Why finish by hand? because for such a small amount, especially if you are using a kitchen aid type mixer, you want to treat the dough as gently as possible.
Also,if temperature is a factor, take the temperature of the dough before you actually finish it. If it is at or beyond your goal, finish the dough by hand and it won't raise it too much higher.
if you are under your goal, finish it in the mixer.
Bench rest, or room temperature fermentation or first rise: how long? Commercial pizzerias bench rest or let the dough rise in bulk to save fermentation time in the refrigerator. Allowing dough to initially rise at room temperature hastens the maturation qualities that would be found in say a two or three day dough, but because they need to use the dough within 36, they give it a long initial unrefrigerated fermentation period. The understanding is that, this long initial rise will hasten the deveopment, but will decrease total life of the dough. It really depends upon what the shop's production needs are.
For a small home batch, the temperature factor becomes super crucial in that the small piece of dough will rise much faster in higher temperatures and will expend itself fairly quickly.

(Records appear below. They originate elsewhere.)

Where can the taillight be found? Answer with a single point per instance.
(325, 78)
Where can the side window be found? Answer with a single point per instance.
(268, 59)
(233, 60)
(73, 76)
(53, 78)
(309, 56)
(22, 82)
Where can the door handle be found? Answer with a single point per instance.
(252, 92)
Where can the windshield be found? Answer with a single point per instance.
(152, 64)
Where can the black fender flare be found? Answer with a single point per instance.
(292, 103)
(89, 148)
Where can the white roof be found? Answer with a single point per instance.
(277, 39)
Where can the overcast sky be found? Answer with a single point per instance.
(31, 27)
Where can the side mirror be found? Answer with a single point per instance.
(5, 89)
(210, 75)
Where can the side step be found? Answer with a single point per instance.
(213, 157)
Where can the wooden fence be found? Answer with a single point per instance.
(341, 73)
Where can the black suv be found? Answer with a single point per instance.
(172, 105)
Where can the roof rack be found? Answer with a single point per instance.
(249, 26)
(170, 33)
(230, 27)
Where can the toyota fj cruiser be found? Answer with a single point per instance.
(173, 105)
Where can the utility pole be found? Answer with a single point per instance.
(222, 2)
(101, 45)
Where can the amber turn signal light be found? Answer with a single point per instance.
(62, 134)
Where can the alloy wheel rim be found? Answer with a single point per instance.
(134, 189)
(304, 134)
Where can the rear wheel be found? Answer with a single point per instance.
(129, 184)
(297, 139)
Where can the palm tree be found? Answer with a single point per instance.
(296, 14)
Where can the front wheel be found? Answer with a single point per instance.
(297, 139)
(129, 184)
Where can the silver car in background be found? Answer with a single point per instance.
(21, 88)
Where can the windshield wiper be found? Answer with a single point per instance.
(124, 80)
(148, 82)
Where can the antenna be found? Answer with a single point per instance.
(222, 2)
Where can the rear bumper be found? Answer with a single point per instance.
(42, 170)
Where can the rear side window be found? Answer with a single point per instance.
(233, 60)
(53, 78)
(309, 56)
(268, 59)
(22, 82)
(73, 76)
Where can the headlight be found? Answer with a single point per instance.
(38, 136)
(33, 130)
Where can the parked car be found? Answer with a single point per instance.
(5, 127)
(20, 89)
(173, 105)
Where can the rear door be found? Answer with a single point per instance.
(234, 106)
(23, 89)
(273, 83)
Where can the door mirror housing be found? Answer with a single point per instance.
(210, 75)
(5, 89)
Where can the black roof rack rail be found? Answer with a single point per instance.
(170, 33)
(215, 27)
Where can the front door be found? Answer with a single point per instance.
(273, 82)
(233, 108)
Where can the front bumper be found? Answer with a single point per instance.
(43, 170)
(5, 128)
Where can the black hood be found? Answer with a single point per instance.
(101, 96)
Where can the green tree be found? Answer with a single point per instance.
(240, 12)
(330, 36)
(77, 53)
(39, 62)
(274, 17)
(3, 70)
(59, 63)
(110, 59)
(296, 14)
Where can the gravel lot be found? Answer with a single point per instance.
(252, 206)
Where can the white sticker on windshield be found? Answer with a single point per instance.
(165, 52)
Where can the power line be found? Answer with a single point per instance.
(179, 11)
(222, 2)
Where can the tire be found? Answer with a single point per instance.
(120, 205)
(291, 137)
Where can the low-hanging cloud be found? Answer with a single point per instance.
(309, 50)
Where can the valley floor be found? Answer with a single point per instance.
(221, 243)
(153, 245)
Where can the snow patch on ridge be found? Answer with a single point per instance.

Unless you are going to use the next day, or the room temperature is quite low--or that the amount of yeast and starter compensates for it, bench rising isn't all that necessary for small batches of dough.
Bakers and commercial pizza makers have a set schedule every day, so they know exactly what amount of time and at what temperature they will, or won't bench rise their dough. Most of them do not bench rise, they prefer the controlled environment of the cooler, allowing for a long slow first rise in the bucket, and scalling and shaping 12 hours later. Others scale and shape right off the bat and refrigerate to use 24 to 36 hours later. There is no set way.

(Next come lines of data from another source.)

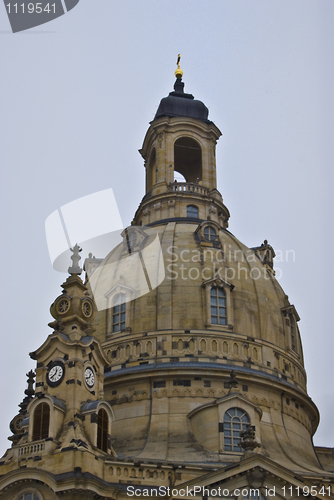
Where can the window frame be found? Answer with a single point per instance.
(102, 434)
(129, 296)
(190, 208)
(227, 288)
(232, 430)
(220, 295)
(120, 313)
(40, 433)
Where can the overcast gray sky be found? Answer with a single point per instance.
(77, 95)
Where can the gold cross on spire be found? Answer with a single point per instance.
(178, 72)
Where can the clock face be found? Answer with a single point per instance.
(55, 374)
(89, 377)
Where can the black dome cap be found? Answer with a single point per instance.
(180, 104)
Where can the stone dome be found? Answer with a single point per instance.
(171, 347)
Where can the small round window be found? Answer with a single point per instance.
(210, 233)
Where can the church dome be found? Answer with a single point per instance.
(178, 103)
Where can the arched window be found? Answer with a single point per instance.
(102, 430)
(292, 332)
(192, 211)
(235, 421)
(188, 159)
(218, 306)
(210, 233)
(30, 496)
(118, 313)
(41, 422)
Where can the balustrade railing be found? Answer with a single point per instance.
(189, 187)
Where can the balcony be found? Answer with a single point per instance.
(187, 187)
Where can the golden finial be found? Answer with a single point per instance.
(178, 72)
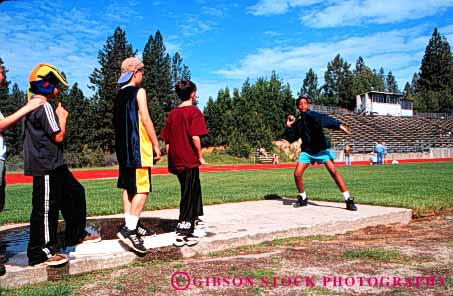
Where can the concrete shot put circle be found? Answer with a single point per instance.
(229, 225)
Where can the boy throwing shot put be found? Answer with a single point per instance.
(315, 148)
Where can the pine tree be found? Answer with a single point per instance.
(391, 83)
(414, 84)
(364, 80)
(338, 83)
(381, 80)
(158, 80)
(434, 84)
(79, 126)
(176, 68)
(185, 74)
(14, 134)
(310, 86)
(104, 83)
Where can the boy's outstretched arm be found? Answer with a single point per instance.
(62, 115)
(147, 122)
(16, 116)
(197, 143)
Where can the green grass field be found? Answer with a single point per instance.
(423, 187)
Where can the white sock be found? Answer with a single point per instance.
(303, 195)
(346, 195)
(131, 221)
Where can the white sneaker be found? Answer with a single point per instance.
(186, 239)
(200, 224)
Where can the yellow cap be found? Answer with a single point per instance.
(44, 72)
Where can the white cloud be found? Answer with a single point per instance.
(399, 50)
(67, 37)
(272, 7)
(355, 12)
(193, 25)
(335, 13)
(212, 11)
(272, 34)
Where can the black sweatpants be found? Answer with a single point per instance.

In AIB (Tom) recommends the dough to come off the mixer at 80 degrees optimum, this is for a straight mixed dough, that is immediately scaled, shaped and refrigerarated by cross stacking the dough trays for a couple of hours until the doughs completely cooled down. The dough is ready to use the next day with a maximum of 2 days and possibly 3 if the cooler is really, really cold. If you are working with any kind of preferment or starter, that temperature is way, too high...
The main problem with this forum, is that you guys are so prolific and so varied that I'm not sure how to address all of the things that are going on here. I'm not sure if what I've just written will be of any help. But if you come away from this with anything, it will be about the importance of temperature. Adapting home versions of commercial formulas is a challenge, but is extremely rewarding.